The garment supply chain is very different from the electronics supply chain I wrote about last week. For one thing, we consumers have power in this sector, through being informed (reading labels about where products are sourced, for example), through boycotts & substitutions (substituting Kik’s products with second-hand jeans or those of brands with a proven commitment to ethical sourcing), and also through exercising common sense. If you see never-worn jeans selling for less than €20 (or even €50!), that should set off alarm bells that should, at the very least, prompt you to make supply chain inquiries.
We’ll follow the investigations into what happened in Karachi and keep you updated as more details emerge. But what might we learn from it at this stage?
We must be skeptical about private certifications. This is particularly so where ‘audits’ are conducted on a ‘prior warning’ basis by for-profit firms operating under standards set, and accreditation given, by private standards bodies, no matter how ‘human rights friendly’ they appear. Certifications obtained through such a structure must not be used as get out of jail free card for buyer companies whose supply chains are implicated in human rights violations.

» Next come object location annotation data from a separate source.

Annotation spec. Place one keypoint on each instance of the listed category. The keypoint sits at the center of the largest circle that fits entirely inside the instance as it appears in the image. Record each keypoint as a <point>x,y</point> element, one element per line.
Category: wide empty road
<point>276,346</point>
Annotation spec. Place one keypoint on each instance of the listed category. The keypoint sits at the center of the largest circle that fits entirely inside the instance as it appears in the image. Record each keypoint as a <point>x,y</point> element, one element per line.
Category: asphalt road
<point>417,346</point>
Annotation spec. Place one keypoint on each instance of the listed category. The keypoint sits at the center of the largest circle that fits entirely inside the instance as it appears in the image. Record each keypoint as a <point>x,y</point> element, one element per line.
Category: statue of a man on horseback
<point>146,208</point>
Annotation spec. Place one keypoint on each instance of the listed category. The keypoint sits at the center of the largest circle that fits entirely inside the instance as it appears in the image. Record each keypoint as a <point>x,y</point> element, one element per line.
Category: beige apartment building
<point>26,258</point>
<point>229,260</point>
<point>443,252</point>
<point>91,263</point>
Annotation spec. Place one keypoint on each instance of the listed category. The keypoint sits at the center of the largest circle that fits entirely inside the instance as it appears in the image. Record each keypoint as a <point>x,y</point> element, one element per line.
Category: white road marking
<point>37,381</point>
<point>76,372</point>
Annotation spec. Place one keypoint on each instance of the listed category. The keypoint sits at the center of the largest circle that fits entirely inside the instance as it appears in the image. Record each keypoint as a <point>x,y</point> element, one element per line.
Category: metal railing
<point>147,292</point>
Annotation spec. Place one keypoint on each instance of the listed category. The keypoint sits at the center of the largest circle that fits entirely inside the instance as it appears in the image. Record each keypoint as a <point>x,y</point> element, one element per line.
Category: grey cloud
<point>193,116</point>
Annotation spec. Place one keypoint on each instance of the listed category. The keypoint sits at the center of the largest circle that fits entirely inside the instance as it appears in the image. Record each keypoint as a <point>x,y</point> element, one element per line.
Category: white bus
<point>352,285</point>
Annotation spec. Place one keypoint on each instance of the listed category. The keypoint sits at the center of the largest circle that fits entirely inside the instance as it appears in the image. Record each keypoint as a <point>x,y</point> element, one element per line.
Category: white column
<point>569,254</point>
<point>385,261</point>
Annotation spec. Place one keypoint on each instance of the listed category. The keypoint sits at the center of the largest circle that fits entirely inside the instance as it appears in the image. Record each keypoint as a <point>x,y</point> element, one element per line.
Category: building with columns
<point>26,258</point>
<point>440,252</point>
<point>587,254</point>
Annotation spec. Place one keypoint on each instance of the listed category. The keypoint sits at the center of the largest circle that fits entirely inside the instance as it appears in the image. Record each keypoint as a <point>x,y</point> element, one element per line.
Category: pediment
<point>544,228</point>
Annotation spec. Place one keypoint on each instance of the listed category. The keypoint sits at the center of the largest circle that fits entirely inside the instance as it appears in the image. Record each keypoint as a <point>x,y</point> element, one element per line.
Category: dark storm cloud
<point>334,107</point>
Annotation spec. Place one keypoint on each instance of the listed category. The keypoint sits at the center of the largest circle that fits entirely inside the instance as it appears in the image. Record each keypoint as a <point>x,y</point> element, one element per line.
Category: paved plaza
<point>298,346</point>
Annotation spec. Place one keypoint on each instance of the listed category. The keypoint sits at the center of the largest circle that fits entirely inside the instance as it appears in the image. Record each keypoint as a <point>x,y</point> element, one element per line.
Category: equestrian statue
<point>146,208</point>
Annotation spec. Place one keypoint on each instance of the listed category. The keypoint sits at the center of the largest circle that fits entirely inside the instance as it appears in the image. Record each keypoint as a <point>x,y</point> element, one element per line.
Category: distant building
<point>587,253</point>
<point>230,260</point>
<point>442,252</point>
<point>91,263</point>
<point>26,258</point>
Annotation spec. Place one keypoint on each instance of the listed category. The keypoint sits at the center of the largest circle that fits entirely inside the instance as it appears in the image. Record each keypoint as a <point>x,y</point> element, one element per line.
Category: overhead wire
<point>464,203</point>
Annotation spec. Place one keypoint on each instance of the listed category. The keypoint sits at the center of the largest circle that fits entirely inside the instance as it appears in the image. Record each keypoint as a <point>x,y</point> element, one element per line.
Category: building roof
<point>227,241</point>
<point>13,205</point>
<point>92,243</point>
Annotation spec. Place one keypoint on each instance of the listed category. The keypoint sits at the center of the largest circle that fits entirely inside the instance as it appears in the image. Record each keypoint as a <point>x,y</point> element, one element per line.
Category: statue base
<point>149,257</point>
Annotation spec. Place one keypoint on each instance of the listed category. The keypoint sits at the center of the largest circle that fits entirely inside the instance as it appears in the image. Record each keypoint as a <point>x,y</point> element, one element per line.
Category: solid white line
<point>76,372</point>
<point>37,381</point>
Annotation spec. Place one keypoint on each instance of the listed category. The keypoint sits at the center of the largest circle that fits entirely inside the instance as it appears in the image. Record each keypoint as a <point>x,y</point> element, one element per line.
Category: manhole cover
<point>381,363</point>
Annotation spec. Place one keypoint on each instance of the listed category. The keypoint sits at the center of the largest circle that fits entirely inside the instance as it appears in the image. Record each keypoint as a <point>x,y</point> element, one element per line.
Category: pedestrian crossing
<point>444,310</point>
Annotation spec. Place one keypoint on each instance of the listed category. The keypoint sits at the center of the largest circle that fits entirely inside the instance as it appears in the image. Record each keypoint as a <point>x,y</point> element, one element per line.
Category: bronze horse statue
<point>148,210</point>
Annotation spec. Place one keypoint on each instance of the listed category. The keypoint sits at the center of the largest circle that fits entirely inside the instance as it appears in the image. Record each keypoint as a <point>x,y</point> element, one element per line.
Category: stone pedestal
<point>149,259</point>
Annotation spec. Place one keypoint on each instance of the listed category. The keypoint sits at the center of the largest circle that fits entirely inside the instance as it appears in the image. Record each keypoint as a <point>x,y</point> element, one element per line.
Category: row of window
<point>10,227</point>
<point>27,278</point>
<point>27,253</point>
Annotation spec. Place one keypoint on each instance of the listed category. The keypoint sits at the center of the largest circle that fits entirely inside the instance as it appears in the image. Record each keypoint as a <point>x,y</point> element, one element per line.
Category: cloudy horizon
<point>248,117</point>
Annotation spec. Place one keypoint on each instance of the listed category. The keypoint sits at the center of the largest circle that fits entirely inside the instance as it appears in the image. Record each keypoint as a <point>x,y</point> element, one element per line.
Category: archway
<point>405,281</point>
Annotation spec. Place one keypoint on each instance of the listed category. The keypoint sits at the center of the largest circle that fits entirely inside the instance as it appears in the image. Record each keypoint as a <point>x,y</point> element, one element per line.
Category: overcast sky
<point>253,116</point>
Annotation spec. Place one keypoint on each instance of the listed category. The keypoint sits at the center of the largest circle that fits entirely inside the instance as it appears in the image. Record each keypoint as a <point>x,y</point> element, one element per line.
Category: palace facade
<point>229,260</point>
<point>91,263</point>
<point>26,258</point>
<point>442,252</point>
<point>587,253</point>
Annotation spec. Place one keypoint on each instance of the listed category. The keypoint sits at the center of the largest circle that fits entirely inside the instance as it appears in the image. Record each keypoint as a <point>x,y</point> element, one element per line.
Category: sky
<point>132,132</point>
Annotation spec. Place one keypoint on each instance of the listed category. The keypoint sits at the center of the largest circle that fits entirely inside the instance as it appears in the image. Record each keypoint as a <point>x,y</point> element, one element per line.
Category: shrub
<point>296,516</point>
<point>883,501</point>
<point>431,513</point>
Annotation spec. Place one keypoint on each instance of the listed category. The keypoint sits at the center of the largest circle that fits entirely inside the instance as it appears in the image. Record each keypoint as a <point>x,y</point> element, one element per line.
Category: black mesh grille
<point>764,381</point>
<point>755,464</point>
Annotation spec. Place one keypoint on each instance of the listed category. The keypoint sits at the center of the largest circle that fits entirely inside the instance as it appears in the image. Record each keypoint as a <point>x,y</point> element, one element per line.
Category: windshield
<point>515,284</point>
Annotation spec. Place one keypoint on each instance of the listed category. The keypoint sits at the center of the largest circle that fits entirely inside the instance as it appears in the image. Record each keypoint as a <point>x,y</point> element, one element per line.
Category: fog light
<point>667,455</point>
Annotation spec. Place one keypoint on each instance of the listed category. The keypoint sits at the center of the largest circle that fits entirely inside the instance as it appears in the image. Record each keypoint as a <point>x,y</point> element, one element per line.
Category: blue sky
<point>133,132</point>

Above all, that we need to demand transparency and accountability in the social certification industry. What is the relationship among Western companies (like Kik), overseas suppliers (like Ali Enterprises), auditors (like RINA) and standards developers (like SAI)? Who pays for their services? What are their terms of payment? What is involved in the accreditation process? How are site audits conducted? By whom are they conducted?
Can we really allow companies to rely on private, for-profit actors to independently and accurately report on local work conditions?